同盟の実態を指して、brittleという言葉がリポートに時々出てくる。同義語はfragileとかbreakableで、ガラスなんかを叙述するのに向いた言葉だ。
反対語を調べると、みんないい形容詞である。flexible、resilient、soft、relaxed ・・・。特に前の2つ(柔軟な、弾力的な)など、同盟の形容詞として本来ふさわしいはずだけれども、日米同盟に関して出番はない。
もうちょっとこの「brittle」にこだわると、「すぐ興奮して切れやすい、だから先行きの態度がどうにも見えない」と、そんなタイプの人間を表す場合にも使うと、辞書にはある。
もろもろからの連想で、リポートが言いたいいくつかのうち、ひとつはきっとこんなことだというのを今回の標題にした。
リポートの主張には、いくつも目から鱗を落とす論点がある。その1つによると、軍事同盟の実質をいかに備えているかという尺度で比べる限り、文句なしに軍配が挙がるのは米韓同盟の方であって、日米同盟ではない。
もう洋上補給などおやめなさい
米国は、自軍のグローバルな作戦にこれまでは日本を巻き込もうとし、なだめたりすかしたり、かつは励ましたりしてきたけれど、もうそんなことはよすといい。
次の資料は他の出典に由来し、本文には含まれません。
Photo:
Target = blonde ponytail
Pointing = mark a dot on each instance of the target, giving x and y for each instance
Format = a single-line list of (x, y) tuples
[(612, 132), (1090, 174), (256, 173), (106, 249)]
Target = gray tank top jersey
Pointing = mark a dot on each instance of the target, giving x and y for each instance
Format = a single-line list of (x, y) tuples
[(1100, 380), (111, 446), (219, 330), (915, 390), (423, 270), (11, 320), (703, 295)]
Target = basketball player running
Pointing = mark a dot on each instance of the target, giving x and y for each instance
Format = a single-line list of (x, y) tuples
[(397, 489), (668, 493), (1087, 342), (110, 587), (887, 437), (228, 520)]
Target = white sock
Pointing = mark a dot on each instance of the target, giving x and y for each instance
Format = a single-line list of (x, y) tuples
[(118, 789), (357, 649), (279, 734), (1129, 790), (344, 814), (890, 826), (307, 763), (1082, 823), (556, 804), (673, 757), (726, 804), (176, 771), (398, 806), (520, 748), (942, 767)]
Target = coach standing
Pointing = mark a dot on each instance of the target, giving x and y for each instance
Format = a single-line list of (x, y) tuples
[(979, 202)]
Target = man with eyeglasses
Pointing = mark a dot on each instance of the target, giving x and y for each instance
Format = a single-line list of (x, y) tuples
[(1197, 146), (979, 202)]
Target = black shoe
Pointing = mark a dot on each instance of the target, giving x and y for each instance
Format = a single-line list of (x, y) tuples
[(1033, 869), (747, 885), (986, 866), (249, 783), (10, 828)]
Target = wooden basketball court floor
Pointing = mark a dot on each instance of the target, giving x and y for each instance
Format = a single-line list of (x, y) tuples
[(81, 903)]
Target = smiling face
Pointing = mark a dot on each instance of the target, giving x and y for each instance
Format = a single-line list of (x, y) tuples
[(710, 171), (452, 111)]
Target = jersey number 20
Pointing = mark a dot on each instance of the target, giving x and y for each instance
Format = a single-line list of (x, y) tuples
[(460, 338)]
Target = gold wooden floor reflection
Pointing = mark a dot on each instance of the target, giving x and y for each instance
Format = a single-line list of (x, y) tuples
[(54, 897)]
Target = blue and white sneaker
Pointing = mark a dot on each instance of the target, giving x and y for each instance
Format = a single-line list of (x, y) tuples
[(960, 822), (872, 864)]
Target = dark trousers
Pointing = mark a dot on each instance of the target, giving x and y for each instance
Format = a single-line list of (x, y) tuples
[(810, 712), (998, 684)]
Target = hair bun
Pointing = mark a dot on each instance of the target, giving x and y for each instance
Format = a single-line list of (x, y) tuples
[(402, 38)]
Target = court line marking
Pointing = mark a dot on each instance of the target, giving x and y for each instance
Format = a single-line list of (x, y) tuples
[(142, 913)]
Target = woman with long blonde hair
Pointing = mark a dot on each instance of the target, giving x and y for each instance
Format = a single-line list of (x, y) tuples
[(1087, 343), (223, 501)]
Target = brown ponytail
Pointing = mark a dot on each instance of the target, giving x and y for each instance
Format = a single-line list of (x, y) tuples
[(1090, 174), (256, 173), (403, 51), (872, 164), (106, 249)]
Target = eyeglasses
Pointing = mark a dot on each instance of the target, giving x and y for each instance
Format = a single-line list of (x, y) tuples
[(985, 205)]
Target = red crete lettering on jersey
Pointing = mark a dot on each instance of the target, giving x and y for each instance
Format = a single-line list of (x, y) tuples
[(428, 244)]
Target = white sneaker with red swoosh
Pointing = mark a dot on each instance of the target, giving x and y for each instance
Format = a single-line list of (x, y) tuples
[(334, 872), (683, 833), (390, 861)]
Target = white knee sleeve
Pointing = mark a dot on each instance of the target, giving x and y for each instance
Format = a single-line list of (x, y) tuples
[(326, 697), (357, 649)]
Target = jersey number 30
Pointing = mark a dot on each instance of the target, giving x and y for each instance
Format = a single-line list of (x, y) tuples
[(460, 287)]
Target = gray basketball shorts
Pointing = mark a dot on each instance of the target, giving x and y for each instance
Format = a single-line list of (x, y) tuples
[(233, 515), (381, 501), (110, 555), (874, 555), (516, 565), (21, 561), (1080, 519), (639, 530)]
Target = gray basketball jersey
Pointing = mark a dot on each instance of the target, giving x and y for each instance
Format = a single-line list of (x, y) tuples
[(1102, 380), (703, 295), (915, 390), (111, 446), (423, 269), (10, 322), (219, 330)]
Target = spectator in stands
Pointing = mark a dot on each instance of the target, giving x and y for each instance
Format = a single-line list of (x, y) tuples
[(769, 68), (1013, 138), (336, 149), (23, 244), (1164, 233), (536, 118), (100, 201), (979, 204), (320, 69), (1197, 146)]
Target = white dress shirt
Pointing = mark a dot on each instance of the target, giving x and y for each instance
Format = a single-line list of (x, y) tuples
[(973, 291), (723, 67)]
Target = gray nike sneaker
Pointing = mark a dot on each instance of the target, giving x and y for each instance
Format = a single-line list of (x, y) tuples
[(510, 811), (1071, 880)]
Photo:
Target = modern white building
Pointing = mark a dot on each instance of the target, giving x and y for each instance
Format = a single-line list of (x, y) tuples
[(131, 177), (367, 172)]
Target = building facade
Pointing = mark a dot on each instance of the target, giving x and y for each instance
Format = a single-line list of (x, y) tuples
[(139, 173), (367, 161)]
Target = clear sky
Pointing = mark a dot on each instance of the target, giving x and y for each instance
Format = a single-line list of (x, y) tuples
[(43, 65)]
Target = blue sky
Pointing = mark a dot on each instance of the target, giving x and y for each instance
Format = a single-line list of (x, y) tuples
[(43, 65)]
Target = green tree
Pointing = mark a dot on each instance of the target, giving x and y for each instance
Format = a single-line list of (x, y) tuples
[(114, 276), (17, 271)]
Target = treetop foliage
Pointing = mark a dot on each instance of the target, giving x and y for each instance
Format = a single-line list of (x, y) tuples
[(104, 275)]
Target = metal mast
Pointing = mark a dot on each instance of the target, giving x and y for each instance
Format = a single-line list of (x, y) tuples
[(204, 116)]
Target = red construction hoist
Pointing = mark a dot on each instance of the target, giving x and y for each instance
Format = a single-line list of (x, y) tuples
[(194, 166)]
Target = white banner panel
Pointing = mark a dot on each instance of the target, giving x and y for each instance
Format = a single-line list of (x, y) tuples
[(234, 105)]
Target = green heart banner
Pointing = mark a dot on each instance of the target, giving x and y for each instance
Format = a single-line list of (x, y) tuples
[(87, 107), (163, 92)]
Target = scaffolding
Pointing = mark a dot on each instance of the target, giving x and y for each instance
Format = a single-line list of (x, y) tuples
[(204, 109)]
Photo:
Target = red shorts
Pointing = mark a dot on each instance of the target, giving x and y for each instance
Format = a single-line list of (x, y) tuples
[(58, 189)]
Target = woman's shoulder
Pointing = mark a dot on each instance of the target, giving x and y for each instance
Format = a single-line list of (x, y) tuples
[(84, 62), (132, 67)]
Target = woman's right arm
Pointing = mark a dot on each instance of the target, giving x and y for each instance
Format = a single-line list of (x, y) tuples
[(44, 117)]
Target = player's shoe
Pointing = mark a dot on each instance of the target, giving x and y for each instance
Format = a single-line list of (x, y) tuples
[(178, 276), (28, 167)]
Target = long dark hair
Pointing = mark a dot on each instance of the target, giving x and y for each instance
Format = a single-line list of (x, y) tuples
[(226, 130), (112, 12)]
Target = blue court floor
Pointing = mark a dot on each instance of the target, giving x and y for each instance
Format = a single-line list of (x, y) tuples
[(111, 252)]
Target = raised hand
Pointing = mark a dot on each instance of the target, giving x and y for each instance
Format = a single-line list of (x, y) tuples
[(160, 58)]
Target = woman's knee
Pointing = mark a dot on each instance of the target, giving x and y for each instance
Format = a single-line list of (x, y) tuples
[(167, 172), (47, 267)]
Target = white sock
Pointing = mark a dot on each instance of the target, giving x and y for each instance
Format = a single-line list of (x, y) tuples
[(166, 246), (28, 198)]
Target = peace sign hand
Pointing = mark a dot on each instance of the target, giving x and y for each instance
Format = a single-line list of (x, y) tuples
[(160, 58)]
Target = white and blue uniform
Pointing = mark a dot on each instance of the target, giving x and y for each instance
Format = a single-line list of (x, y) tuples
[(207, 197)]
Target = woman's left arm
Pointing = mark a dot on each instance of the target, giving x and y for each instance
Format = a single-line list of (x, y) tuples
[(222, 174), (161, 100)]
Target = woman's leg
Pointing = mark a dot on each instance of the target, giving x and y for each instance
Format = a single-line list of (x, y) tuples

むしろ韓国軍とこそ進めてはどうか――。
リポートの示す可能性である。洋上補給なども、それゆえやめるがいいとの説である。
どんな状況下で何をし、発動すべき威力の段階はいつどんなふうに深化発展するのか、米韓両軍の間には、およそ軍事組織が協力を論じる際なくてはならない作戦の段階規定というものが、当然のごとく備わっている。
しかるに米軍と(日本の)自衛隊との間ときたら、時折ゲーム形式であり得べき事態に関し頭の体操をしておくのが関の山。その先に必要な、細かいプランニングが何もない。いや、何もできない――。